In this unit, the gas flame was constant, so the temperature of the water was determined by the amount of time it spent in the heat exchanger. The faster the flow, the less time in the heat exchanger. I'm sure the technology has improved since then, but as seen in other posts, there are still problems and the savings don't seem to be there.
I think one reason for not seeing the savings is that unlike a storage water heater, these are not insulated, so when the demand for the hot water is removed, the residual hot water gets cold fast and has to be reheated when there is a new demand. The cycling cost may offset the savings in storage costs.
In the early 80's, I had an electric water heater in a garage in Virginia Beach. It was an old water heater with no insulation. I did a loss calculation on it and figured the cost of storing hot water was running me around $9/month in January. I wrapped R-11 insulation around it and calculated the cost to be around $1.30/month in Jan. This was confirmed in my electric bills.
A well insulated water heater inside the house envelope (heated space) seems to be the best route as any heat lost by the water heater is retained in the house. Good in the winter anyway, not so good in the summer in the south.
Now, electric tankless water heaters are on the market. I teach a class at a couple of lineman's schools so I get to meet with them and hear some of their problems. These electric tankless water heaters always come up. Homeowners complain that their lights dim when ever someone turns on the hot water.
The reason that the lights dim is that the water heaters draw almost 100 amps, most residential distribution transformers are rated for 62.5 amps continuous. They can handle over 100 amps for short periods of time, but their output voltage will drop from 120 volts to less than 100 volts in the process. One lineman said he measure 92 volts at the bushings (connections) on the transformer.
Often, more than one house will share a transformer so the dimming of the lights will not be welcome by the neighbors.
One thing the utility can do is install a larger distribution transformer, but that costs the utility a lot of money, not just for the transformer but also for the losses. There are two losses in a transformer, no load losses and load losses. No load losses are losses in the transformer when it is energized and is caused by the energy needed to magnetize the core. It is a constant value, its there 24/7 whether there is a load on the transformer or not.

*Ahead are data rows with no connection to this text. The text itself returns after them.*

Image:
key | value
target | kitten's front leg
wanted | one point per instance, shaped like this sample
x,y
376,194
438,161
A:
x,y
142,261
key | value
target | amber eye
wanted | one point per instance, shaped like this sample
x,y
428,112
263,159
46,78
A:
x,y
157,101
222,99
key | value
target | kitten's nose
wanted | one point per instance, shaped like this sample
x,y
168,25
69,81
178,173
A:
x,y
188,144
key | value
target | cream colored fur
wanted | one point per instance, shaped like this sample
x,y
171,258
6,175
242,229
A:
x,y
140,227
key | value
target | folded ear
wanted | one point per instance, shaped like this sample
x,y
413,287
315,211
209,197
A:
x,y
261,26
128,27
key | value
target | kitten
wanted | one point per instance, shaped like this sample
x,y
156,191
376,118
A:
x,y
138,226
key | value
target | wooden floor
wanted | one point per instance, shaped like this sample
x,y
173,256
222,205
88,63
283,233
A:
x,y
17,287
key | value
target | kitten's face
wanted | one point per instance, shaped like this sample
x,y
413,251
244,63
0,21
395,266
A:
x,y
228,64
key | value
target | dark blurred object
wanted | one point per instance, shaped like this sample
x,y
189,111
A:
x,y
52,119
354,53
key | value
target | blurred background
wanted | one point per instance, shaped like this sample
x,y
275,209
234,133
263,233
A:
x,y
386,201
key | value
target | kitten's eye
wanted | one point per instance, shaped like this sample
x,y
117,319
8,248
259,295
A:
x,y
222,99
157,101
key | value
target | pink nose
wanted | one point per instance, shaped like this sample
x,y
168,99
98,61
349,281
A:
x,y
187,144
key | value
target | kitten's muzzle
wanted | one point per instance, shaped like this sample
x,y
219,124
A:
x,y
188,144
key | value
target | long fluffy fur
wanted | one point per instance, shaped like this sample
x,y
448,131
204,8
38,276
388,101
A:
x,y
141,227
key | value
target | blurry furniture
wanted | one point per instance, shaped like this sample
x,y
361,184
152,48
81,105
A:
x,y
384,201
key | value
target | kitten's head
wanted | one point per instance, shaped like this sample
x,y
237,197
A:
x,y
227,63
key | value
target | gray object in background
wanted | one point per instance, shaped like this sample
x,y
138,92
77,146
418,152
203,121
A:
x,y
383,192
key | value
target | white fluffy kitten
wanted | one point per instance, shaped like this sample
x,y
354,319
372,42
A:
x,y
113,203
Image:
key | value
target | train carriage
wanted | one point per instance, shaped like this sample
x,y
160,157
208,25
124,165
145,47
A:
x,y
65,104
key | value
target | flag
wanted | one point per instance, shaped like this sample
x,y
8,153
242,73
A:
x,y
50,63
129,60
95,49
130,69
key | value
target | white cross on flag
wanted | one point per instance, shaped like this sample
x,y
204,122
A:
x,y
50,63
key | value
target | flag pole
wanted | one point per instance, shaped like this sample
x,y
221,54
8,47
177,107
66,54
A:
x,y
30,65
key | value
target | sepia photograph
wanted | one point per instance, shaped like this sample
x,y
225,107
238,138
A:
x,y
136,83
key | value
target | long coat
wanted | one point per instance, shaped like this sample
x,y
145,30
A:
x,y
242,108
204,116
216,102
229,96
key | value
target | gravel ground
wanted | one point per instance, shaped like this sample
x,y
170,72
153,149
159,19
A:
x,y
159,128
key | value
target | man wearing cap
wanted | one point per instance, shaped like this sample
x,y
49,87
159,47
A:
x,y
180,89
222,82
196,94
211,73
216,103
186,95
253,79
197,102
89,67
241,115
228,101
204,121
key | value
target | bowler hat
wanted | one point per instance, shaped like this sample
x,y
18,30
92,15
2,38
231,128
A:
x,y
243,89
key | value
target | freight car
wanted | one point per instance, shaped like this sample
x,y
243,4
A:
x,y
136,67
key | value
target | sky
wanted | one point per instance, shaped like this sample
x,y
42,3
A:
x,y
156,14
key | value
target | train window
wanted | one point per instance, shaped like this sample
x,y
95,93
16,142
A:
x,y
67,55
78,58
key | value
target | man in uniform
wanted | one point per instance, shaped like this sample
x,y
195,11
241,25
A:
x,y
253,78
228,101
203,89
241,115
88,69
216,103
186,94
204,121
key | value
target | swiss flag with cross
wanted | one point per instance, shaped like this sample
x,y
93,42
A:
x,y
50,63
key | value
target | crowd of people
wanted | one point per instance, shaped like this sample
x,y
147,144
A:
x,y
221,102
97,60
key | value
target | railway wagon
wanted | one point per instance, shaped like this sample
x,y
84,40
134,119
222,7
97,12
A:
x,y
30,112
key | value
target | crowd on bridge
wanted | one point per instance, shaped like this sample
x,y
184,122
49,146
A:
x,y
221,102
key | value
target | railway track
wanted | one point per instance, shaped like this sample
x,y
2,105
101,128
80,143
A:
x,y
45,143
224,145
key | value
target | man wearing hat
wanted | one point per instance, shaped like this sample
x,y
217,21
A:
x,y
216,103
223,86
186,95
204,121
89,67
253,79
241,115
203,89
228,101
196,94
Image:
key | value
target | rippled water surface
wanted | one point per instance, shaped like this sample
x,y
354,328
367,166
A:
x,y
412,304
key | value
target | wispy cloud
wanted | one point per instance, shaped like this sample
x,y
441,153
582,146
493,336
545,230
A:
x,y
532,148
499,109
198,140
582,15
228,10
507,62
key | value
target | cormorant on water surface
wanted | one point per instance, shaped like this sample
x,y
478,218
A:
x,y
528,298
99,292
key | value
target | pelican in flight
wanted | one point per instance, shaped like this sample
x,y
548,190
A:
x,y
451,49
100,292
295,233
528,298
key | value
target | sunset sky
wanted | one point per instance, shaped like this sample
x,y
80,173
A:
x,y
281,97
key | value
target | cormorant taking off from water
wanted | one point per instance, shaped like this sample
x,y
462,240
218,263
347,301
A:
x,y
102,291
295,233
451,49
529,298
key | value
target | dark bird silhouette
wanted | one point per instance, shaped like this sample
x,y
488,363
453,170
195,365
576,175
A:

The other losses are load losses and increase exponentially with the size of the load. A small transformer will have very high load losses when a tankless water heater comes on. A larger transformer won't have as high a load loss, but the No Load loss when the water heater is off will off set any load loss savings.
Residential customers do not see the effect of losses in their electric bill because the electric meter is on the secondary (output) side of the transformer. This is called secondary metering, the utility (actually all the rest of us in the form of higher rates) absorbs the cost of the losses.
Many commercial customers own their own transformers and get primary metering, that is the meter is on the high voltage side of the transformer. They get a better rate, but they pay for all the losses. I think if homeowners that buy a tankless water heater were required to be treated as commercial customers, that is they had to buy the larger transformer and pay for primary metering, they would soon see the real cost of these electric tankless water heaters, and its high.